Anthropic's Three-Tier Verification System for Agent Self-Correction
TRIGGER
Agents make mistakes that compound over multiple steps—a small error early in execution cascades into larger failures, and without feedback mechanisms, agents cannot self-correct before delivering flawed outputs.
APPROACH
Claude Agent SDK implements a three-tier verification system: (1) Rules-based feedback via linting—TypeScript over JavaScript because type errors provide more feedback signals; (2) Visual feedback via screenshots for UI/formatting tasks—checking layout, styling, content hierarchy, responsiveness; (3) LLM-as-judge for fuzzy criteria like tone matching.

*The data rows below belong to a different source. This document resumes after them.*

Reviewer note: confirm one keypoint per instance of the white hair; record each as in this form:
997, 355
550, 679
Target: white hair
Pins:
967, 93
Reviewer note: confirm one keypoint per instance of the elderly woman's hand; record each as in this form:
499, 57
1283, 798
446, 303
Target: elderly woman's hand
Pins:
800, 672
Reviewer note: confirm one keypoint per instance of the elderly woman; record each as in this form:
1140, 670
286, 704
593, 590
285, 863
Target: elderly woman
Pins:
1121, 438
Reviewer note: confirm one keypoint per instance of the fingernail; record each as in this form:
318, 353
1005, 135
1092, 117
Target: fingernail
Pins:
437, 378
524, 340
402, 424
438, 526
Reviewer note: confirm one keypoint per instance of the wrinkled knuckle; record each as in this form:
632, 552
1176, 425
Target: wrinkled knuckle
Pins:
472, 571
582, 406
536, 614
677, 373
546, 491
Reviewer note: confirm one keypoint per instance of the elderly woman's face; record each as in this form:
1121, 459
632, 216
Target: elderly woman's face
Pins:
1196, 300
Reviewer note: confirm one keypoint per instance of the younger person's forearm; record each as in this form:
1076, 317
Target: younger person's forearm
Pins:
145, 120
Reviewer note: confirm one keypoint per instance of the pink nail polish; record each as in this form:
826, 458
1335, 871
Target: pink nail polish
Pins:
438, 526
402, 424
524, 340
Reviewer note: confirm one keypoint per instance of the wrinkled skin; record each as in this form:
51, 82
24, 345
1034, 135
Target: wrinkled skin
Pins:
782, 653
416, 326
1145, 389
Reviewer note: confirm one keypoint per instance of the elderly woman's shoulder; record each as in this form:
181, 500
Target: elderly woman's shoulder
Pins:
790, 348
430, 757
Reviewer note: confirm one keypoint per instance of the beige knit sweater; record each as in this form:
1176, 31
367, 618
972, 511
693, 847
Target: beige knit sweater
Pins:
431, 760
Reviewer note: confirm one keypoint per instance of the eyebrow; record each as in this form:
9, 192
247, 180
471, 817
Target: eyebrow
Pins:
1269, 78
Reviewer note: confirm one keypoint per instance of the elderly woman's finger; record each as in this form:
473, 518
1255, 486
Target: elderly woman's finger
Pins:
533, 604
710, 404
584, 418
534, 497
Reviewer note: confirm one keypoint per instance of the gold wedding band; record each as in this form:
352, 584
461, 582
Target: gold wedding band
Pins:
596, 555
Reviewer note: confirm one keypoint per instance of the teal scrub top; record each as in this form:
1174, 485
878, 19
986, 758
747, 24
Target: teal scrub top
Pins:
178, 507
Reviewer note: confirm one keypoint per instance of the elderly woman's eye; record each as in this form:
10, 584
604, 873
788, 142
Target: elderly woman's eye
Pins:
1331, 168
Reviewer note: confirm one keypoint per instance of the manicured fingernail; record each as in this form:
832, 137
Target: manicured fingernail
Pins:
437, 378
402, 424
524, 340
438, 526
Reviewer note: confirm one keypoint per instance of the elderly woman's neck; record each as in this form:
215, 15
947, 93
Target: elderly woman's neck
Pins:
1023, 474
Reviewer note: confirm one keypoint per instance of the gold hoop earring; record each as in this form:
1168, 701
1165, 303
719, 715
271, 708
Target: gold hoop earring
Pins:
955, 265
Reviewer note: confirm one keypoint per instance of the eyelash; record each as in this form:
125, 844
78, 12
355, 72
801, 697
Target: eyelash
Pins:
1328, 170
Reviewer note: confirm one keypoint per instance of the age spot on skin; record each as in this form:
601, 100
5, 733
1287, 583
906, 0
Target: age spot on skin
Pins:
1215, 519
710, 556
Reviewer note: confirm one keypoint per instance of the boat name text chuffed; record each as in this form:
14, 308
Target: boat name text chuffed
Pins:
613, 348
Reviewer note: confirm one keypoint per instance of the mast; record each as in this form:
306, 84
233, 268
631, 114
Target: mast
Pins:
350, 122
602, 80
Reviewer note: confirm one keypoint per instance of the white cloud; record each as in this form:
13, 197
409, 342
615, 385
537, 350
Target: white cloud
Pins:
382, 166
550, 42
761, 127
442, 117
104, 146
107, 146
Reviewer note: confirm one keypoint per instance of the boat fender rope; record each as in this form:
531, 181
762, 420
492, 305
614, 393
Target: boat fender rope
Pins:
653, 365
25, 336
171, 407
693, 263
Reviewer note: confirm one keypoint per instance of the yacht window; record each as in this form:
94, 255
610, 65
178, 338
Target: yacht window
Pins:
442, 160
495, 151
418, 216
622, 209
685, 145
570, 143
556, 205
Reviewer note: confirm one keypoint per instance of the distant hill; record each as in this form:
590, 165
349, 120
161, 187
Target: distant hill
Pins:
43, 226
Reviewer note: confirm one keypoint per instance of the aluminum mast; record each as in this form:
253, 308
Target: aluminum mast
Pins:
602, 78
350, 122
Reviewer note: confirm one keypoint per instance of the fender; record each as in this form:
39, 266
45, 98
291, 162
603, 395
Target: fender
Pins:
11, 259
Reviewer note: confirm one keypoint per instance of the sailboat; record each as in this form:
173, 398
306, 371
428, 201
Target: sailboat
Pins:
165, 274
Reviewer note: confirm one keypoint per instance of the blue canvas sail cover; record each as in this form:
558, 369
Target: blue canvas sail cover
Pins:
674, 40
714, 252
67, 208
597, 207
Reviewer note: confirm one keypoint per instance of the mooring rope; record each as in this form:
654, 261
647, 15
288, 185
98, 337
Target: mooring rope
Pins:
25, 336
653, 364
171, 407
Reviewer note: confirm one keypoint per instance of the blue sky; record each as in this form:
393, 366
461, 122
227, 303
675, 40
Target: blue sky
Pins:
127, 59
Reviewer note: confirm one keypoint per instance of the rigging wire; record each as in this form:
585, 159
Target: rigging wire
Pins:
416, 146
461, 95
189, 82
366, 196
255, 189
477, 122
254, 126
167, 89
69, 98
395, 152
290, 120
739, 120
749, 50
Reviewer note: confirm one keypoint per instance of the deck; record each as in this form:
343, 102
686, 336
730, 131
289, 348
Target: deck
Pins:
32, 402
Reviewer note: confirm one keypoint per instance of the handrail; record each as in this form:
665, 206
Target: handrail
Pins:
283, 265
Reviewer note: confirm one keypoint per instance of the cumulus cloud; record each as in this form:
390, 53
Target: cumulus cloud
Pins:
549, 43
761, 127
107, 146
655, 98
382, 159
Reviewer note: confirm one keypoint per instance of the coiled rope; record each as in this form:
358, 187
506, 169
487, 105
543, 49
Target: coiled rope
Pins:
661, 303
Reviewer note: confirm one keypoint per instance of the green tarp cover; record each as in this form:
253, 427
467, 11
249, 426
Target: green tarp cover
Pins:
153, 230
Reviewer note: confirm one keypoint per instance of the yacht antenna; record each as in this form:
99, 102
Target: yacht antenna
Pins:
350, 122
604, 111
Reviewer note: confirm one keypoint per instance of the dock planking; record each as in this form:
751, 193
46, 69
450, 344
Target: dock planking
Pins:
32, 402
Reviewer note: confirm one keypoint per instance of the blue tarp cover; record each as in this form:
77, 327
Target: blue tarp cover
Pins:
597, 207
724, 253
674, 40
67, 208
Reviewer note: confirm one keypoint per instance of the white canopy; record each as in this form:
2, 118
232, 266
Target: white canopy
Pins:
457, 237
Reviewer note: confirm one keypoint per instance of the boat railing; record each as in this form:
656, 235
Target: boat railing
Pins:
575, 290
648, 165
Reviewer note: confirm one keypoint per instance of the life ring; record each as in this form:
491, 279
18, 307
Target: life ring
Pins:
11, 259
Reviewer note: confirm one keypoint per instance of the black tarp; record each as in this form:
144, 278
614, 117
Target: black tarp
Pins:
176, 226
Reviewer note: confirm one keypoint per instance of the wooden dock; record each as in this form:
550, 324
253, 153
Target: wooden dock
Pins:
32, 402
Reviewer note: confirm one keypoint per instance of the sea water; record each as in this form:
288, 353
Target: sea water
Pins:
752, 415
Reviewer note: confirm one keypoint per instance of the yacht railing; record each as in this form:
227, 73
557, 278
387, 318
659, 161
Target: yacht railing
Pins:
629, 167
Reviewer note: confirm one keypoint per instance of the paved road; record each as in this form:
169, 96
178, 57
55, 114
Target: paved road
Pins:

The agent loop becomes: gather context → take action → verify against appropriate feedback type → iterate if needed. Example: email agent validates address format (rules), screenshots HTML-formatted emails for visual check, uses separate subagent to judge tone consistency with user's previous messages.
PATTERN
“Output that passes validation but "looks wrong"—the "single-layer verification trap" where your linter catches syntax but misses the broken layout. Errors manifest across dimensions: structural (use deterministic checks), visual (use screenshots), subjective (use LLM judge). Each layer catches what others miss.”
✓ WORKS WHEN
- Task has clear correctness criteria that can be expressed as rules (valid email format, code compiles)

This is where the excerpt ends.